This topic describes how to find the optimal hyperparameter combination for a Low-Rank Adaptation (LoRA) training by submitting an experiment that uses Deep Learning Container (DLC) resources in AutoML of Platform for AI (PAI).
Prerequisites
The permissions that are required to use AutoML are granted to your account. This prerequisite must be met if you use AutoML for the first time. For more information, see Grant permissions that are required to use AutoML.
The permissions that are required to use DLC are granted to your account. For more information, see Grant the permissions that are required to use DLC.
A workspace is created and associated with a public resource group for general computing resources. For more information, see Create a workspace.
Object Storage Service (OSS) is activated and an OSS bucket is created. For more information, see Get started by using the OSS console.
Step 1: Create a dataset
Create a dataset of the OSS type. Mount the dataset to the DLC path to store the data files generated by the hyperparameter tuning experiment in the OSS directory.

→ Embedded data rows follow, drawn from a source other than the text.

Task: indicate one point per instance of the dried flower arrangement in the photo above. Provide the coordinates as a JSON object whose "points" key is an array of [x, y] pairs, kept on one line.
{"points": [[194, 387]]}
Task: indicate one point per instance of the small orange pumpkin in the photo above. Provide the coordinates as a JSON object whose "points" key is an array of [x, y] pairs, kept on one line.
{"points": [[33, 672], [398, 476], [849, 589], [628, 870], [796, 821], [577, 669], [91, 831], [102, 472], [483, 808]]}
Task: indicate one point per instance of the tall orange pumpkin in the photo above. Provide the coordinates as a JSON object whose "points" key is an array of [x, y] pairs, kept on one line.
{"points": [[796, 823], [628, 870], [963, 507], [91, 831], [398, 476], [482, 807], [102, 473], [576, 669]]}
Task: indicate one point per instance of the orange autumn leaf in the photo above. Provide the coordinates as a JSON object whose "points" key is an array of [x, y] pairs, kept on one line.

Take note of the following parameters. Use the default settings for other parameters. For more information, see the "Create a dataset based on data that is stored in an Alibaba Cloud storage service" section in the Create and manage datasets topic.
Name: Enter the name of the dataset.
Select data store: Select the OSS path in which the script file is stored.
Property: Select a folder.
Step 2: Create an experiment
Go to the Create Experiment page, and perform the following operations to configure key parameters. For information about the settings of other parameters, see Create an experiment. After you configure the parameters, click Submit.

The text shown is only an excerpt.